Architect Petr Janda has transformed a series of vaults on the banks of the Vltava River in Prague into multi-purpose public spaces as part of a project to revitalize the embankment.
The project to transform around four kilometers of the Czech capital’s shores was launched in 2009, when the old quay had been deserted for many years.
The embankment area was used for car parking, with the vaults containing storage units. Janda’s workshop brain work helped develop a proposal to create a waterfront promenade that reactivates three distinct sections of the embankment and introduces new public functions.
The completed first phase of the project represents Prague‘s largest investment in public spaces since the end of communist rule in what was then Czechoslovakia in 1989. It was shortlisted in the Dezeen Awards 2021 Renaissance Project category.
According to Janda, the conversion of 20 arches installed in the existing embankment aims to optimize the connection with the riparian zone by maximizing the scale of the openings in the wall.
“The interventions merge in symbiosis with the original architecture of the waterfront wall, in which they blend naturally”, underlined the architect. “Using the strategy of acupuncture, they recreate a monumental whole.”
There are three main types of vaults which are each used for different functions: large glazed vaults contain shops and galleries, vaults with steel doors house cafes and workshops, and other spaces are used for toilets public.
Applying a consistent design language and material palette creates a sense of cohesion throughout the project. The architects also sought to combine preservation with the latest sustainable technologies in each of the interventions.
Six of the vaults of the Rašín quay have elliptical windows with a diameter of 5.5 meters. Windows can be opened mechanically and pivoted on an offset axis to provide access to interior spaces.

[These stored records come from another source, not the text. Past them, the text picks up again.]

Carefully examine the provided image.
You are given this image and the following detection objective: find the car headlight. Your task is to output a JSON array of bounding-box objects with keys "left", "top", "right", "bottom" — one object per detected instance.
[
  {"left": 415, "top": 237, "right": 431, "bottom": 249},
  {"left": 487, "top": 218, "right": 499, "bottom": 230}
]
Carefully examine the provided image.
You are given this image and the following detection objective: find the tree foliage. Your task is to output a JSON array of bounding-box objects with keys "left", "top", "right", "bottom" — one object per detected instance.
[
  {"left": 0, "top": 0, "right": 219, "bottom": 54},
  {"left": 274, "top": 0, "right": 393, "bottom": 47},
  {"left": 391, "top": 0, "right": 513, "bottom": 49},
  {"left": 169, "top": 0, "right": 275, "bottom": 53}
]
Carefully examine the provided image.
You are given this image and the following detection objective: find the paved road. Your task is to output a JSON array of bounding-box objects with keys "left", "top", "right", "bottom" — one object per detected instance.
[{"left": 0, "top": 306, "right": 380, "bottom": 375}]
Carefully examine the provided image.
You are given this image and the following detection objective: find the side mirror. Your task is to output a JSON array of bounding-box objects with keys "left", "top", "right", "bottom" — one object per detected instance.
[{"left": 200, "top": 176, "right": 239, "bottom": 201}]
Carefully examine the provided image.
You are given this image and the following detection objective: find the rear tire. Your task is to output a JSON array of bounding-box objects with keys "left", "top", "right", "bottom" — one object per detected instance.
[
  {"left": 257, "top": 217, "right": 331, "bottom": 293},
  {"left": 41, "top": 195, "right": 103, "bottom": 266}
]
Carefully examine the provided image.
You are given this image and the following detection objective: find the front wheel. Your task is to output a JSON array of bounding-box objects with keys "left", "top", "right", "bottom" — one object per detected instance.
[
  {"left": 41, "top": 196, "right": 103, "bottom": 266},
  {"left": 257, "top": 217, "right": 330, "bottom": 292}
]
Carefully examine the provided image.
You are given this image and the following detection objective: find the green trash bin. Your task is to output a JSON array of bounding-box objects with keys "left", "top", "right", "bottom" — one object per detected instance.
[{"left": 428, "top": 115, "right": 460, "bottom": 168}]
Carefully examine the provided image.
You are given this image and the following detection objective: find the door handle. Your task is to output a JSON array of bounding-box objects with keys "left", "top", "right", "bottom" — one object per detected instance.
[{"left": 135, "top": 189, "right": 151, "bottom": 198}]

The original arched openings have been adapted to incorporate the round windows, with new stepped stone detailing at the base concealing the air conditioning units and flood control devices.
The 14 vaults of the Hořejší quay feature sculptural steel entrances that visually connect the vaults to the riverside area.

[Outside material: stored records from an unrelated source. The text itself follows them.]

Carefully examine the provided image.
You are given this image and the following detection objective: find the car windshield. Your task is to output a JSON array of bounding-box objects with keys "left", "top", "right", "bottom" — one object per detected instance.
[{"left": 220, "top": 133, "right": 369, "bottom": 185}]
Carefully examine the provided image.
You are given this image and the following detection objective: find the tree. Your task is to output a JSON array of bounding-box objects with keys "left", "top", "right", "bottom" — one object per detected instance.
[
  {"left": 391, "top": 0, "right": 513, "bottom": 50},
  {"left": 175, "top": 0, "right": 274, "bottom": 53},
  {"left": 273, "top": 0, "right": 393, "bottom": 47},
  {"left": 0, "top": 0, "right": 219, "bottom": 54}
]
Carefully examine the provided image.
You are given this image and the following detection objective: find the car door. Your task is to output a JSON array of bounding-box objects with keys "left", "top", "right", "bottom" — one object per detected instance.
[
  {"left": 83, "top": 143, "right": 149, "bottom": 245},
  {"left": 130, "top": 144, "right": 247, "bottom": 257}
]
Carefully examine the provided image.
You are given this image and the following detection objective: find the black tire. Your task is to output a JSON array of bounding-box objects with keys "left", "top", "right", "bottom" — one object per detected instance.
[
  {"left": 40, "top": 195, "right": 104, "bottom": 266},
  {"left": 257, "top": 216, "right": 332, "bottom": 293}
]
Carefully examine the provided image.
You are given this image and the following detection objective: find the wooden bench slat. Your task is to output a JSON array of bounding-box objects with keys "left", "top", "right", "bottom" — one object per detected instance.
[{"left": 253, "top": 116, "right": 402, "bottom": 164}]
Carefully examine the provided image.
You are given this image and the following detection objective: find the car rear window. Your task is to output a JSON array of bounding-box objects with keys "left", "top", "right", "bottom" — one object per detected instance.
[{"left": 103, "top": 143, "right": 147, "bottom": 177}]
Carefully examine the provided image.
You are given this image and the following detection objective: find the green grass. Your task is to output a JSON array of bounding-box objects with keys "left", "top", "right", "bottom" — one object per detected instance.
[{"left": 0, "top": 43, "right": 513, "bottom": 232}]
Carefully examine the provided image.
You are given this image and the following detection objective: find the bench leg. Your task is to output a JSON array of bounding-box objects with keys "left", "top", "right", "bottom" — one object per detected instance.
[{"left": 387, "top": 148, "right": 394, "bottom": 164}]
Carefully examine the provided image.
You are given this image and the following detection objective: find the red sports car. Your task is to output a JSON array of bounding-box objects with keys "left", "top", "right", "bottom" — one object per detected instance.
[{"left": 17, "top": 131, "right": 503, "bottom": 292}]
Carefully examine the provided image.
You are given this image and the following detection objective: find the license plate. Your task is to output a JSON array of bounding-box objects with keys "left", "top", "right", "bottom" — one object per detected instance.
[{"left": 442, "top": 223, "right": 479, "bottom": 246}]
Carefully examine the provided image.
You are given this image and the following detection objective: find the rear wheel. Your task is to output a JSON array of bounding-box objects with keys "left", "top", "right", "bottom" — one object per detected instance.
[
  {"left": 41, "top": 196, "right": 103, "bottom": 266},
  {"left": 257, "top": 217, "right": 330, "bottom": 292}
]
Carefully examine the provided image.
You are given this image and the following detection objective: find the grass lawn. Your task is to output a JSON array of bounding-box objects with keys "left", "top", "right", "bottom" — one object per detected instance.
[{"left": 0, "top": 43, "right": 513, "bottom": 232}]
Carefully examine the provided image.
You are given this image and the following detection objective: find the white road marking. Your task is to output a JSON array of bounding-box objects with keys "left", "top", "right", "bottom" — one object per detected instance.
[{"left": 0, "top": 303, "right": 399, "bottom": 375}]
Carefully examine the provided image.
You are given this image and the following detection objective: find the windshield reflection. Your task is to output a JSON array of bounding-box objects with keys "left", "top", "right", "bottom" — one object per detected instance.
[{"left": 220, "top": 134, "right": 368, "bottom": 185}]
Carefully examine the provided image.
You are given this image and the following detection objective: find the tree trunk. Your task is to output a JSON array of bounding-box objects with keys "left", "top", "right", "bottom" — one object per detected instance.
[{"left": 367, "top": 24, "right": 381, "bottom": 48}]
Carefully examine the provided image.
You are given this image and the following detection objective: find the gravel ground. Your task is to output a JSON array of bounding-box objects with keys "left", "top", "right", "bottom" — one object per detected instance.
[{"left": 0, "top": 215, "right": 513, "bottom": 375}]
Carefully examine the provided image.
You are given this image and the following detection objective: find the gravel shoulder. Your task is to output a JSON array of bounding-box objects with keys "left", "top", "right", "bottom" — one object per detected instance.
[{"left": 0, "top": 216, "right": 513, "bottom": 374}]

Some of them house public restrooms and feature curved walls that extend inwards to direct visitors to the facilities, forming partitions that seamlessly integrate the cabin doors.
A standardized system has been developed to manage all the technical services needed inside the vaults. This includes integrated air conditioning and heating, which are concealed in the walls and floors.
A versatile, freestanding piece of furniture has also been created to allow the vaults to adapt to different uses. This modular unit can be moved around spaces, acting as a bar counter in cafe vaults or a reception counter for galleries.
Brainwork helped oversee the layout of each vault to ensure the overall architectural vision was maintained, while allowing each tenant the freedom to tailor the space to their needs.
During the restoration process, interior walls were insulated and refinished, and a uniform palette was applied throughout all spaces to maintain consistency. Each vault features sandblasted concrete walls and ceilings, cast concrete floors, and monolithic cast concrete staircases.
Doors and hatches are finished in blackened steel, while black titanium coated stainless steel creates reflective surfaces in some of the vaults that evoke the ever-changing surface of the river.
Future phases of the revitalization project will include the design of street furniture, freestanding toilets, a floating swimming pool and a floating terminal for cruise ships, as well as the completion of the remaining vaults.
Other Czech projects shortlisted in the renaissance category for this year’s Dezeen Awards include a Chybik + Kristof bus station and a Corten tourist route around a castle, designed by Atelier-r.
The photograph is from BoysPlayNice.